We have to admit though that the TLC–FID technique has its limitations: the compounds are only identified on the basis of retention times in comparison to reference standards, and the sample is being destroyed during FID detection.

However, also when pharmaceutical creams containing active pharmaceutical ingredients (APIs) need to be analyzed, this method could offer an elegant alternative for avoiding sample preparation procedures. If a proper separation can be achieved between the cream excipients and the API, much time could be spared since a clean-up prior to UV [14] or HPLC analysis would not be needed.

In addition, all cream components could be revealed without the need to use two separate detection systems, i.e., UV and a spray reagent.

4 Conclusion

Thin layer chromatography–flame ionization detection showed to be a quick and inexpensive technique that can be used to perform qualitative analysis of cetomacrogol creams without the need for a complicated clean-up procedure.
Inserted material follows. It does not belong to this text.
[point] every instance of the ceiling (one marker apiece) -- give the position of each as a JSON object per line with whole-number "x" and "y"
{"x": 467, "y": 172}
We could demonstrate that the buffered version of cetomacrogol cream, held responsible for several cases of ACD, did not reveal the presence of an additional component compared to the non-buffered version. Thus, a new allergen formed by interaction of certain ingredients present in the formulation responsible for ACD by a so-called compound allergy, could be excluded.

The method presented here proved to be simple, cheap, and fast. It was able to separate and simultaneously analyze, in a qualitative fashion, the auxiliary substances present in cetomacrogol cream.